Few more questions from Ritu to wrap up here. In looking at the profile of clinicians, who would you see being the primary prescriber for either treatment for essential tremor?

Yes. It's a great question. So primarily the neurologist, those that are movement specialists in particular. Although, we do know today that there is some utilization or prescribing today, excuse me, that comes from primary care physicians that typically see patients earlier in their journey. But once the disease progresses, they advance and see the specialist.

Thanks. And then just one last one from Ritu to wrap up here. What is the magnitude of benefit afforded by propranolol in tremor? And how long lasting, is it?

So propranolol, Nicole touched on this. So it's up to 50% reduction in tremor amplitude, nobody knows what the ADL impact was because that was never studied. But up to 50% tremor amplitude reduction in up to 50% of the patients. So if you average that out, maybe 25% improvement. So it's the best standard of care we got, but that's about it. And I think the second part of Ritu's question was in the duration, right? One way to look into this market is because it's stable, as Nicole showed, is there basically every 5 years, the market completely renew, sort of losing 200,000 patients every single year, and we're adding 200,000. So it could, obviously, the [ terminal there ] and remodel and so on, and it's about 2 years to 3 years that these patients have some benefit, and then it basically goes away in average. And Bernard mentioned the maximum benefits they get. The vast majority of them don't get even close to the maximum benefits with the current treatment. So it's too little, too late, like $1 short and I mean, it's late or maybe an hour late and short duration.

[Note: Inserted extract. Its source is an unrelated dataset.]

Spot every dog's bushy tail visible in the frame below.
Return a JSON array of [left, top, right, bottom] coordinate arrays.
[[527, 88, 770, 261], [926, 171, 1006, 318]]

And it is dose to dose. So there's no durable effect after the dose washes out, so -- which is one of the questions that led us to do a randomized withdrawal. We saw in Part A, we washed people out over the course of a week, and they hadn't gone back to baseline. So I just want to understand, it could be very clinically important to know what's the real duration effect? And is there a real change in that tremor network that goes beyond the PK of the drug.

Okay.

All right. It seems to be -- it seems to be it. So it was a real pleasure to be with all of you here and in the webcast as well. Thanks for all the questions that were sent. More to come. Guys, Happy New Year, if we don't talk again. It's coming to the point and it was a real privilege as well to be able to be present with all of you. Just want to end by, we thanked already the patients, the investigators, but I want to end by thanking all the Praxons, all the people at Evreux that made this possible. It's actually pretty easy to be the ones in France here. But there is more than 100 people behind the scenes, making sure that we are capable and able to be here. So thank you all very much.